The use of the more explicit terms like "rape" and "molestation" is more common among younger people who have grown up with "safe environment" training and have been influenced by the #MeToomovement, Biel believes. "We're not going to try to sugarcoat it by calling it 'abuse,' " she said.
The sex abuse crisis — surprisingly — is not a major reason so-called "nones" would choose that as their answer to a question about religious affiliation, said John Vitek, president and CEO of St. Mary's Press.
"When we asked adult leaders why they think young people disaffiliate, they often guess that clergy sex abuse would be a top issue, but it's not," Vitek said. "In fact, only about 2 percent of young people we surveyed articulated that."
But young former Catholics do mention "moral failures" or injustices in the church, Vitek said, which could include bishops covering up sexual crimes by clergy.
And disaffiliation often happens after an accumulation of things that erode trust in the institution, which may explain why this summer's news is the last straw for some older Catholics, and less so for younger ones, Vitek said. "While it may not cause someone to walk away today, it causes them to wonder if this is the community they want to be associated with," he said.
Timothy O'Malley, who teaches at the University of Notre Dame, agrees that while the sex abuse crisis may precipitate formal leaving for some, those Catholics were "on the margins" and perhaps not practicing anyway, sometimes because of disagreements over church teachings on sexuality, marriage and divorce.
In fact, of the 150 students in his course on the sacrament of marriage this fall, only one mentioned in a required "theological biography" that he had doubts about the church related to the present crisis.
Although admittedly a nonrepresentative sample, O'Malley's students appear committed to the church. "They seem to love the Eucharist. They are looking for a spiritual tradition to guide their lives," O'Malley, director of Notre Dame's Center for Liturgy, said in an email interview with NCR. "Even those who struggle with the church's teaching on homosexuality still want guidance from the theological richness of the church."

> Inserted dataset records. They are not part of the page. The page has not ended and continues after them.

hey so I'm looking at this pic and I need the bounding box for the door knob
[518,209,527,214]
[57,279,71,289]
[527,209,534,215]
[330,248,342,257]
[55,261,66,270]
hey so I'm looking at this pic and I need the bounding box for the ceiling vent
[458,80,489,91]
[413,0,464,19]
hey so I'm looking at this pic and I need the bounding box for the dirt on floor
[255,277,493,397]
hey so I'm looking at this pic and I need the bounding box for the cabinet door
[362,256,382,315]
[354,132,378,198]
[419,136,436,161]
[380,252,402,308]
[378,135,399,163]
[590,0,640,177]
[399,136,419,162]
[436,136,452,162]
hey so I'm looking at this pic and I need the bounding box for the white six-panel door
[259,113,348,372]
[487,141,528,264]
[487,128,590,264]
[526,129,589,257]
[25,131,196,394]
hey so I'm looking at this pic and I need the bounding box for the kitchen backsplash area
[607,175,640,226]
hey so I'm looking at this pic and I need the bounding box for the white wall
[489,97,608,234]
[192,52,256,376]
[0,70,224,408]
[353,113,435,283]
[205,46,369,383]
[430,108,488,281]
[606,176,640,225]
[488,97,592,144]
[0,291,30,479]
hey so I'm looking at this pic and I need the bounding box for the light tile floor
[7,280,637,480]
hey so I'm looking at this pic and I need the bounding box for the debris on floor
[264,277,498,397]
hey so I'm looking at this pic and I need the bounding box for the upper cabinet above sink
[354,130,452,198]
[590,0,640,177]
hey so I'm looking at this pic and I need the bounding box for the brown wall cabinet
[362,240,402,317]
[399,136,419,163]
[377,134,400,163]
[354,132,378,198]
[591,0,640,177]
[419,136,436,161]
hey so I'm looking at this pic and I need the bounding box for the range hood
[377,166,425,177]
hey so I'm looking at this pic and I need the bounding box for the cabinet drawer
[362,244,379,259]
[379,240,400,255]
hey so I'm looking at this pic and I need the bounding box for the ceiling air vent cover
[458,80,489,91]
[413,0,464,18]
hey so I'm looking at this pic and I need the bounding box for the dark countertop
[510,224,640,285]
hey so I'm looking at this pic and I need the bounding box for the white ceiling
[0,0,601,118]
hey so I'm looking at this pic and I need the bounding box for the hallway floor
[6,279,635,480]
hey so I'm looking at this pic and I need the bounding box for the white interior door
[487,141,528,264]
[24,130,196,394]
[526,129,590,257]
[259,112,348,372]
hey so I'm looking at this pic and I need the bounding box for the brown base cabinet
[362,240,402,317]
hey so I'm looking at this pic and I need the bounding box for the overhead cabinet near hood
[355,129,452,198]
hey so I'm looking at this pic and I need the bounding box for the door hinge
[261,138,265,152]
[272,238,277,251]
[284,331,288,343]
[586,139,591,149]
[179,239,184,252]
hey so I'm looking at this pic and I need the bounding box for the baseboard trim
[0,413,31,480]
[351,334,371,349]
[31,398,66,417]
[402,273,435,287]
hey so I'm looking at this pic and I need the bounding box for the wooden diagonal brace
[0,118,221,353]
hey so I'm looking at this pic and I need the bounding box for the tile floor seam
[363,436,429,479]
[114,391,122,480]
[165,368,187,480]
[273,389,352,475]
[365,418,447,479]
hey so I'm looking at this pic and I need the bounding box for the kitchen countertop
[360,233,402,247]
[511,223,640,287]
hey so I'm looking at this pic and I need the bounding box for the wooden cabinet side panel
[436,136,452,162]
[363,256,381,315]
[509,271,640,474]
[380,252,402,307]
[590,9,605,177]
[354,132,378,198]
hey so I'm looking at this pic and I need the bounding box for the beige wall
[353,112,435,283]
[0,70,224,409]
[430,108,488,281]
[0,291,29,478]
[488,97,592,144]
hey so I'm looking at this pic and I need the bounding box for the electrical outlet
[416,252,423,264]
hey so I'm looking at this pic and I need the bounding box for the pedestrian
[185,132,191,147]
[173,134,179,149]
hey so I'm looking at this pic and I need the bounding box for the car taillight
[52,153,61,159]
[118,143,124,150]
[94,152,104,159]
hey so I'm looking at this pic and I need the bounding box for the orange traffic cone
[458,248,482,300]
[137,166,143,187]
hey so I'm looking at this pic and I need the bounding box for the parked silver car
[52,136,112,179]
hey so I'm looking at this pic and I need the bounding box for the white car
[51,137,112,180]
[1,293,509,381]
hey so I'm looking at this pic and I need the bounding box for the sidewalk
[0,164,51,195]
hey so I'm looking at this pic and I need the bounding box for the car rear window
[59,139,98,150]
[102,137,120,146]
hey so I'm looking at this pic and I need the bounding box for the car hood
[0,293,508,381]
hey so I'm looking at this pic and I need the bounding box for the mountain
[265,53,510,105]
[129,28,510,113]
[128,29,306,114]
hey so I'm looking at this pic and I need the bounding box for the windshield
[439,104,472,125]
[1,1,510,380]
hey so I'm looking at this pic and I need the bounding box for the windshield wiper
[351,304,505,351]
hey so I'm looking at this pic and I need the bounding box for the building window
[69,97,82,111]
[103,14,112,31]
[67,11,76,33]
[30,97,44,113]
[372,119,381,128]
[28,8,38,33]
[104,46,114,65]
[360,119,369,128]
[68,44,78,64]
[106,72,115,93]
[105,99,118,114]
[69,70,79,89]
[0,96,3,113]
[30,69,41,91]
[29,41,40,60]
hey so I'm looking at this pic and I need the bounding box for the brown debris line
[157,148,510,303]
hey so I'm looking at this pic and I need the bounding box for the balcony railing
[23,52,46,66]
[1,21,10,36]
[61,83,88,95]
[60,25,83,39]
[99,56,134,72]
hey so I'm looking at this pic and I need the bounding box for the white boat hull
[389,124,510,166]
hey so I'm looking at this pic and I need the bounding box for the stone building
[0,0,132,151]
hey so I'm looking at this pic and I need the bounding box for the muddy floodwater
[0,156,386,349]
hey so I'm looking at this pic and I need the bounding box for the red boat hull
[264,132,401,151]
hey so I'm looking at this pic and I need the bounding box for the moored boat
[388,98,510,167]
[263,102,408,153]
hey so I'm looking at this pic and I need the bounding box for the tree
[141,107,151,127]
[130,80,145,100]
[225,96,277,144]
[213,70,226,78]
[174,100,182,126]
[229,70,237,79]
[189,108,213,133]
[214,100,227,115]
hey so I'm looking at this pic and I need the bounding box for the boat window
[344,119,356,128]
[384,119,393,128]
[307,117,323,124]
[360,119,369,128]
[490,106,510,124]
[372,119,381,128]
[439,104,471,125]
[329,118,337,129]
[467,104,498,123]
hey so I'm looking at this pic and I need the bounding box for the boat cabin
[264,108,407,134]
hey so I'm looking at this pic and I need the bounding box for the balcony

O'Malley was one of 43 signers of "An Open Letter from Young Catholics" published by the conservative journal First Things after McCarrick was removed from the College of Cardinals. That letter stressed dismay over and called for an independent investigation of sexually active priests, sexual assault of seminarians, and even "drug-fueled orgies in Vatican apartments."
Later, a group of young theologians organized another statement — eventually signed by more than 5,000 Catholics of all ages — calling for the mass resignation of all U.S. bishops, in light of the McCarrick allegations and those in the Pennsylvania grand jury report.
Annie Selak, a theology doctoral candidate at Boston College, signed that statement, which was conceived of and shared widely on social media, where many young Catholics gravitate.
For Selak, the Pennsylvania report was a "breaking point," not because it was new, but precisely because it signaled to her that the church doesn't seem to have changed.
"My entire life in the church has been marked by sexual abuse and cover-up," said Selak, noting that the priest who baptized her was charged with 38 counts of molestation and eventually committed suicide.
"That's part of why the younger generation is having a different response: not because it's new information, but because it's the only story of the church we've known," she said.
But as 35-year-old Selak prepares for the baptism of her first child in about month, she realizes that younger Catholics who stay are seeing this moment as a "call to action."
"Younger people are asking what we can do to make sure this isn't the church," she said. "There has to be more to the church than this."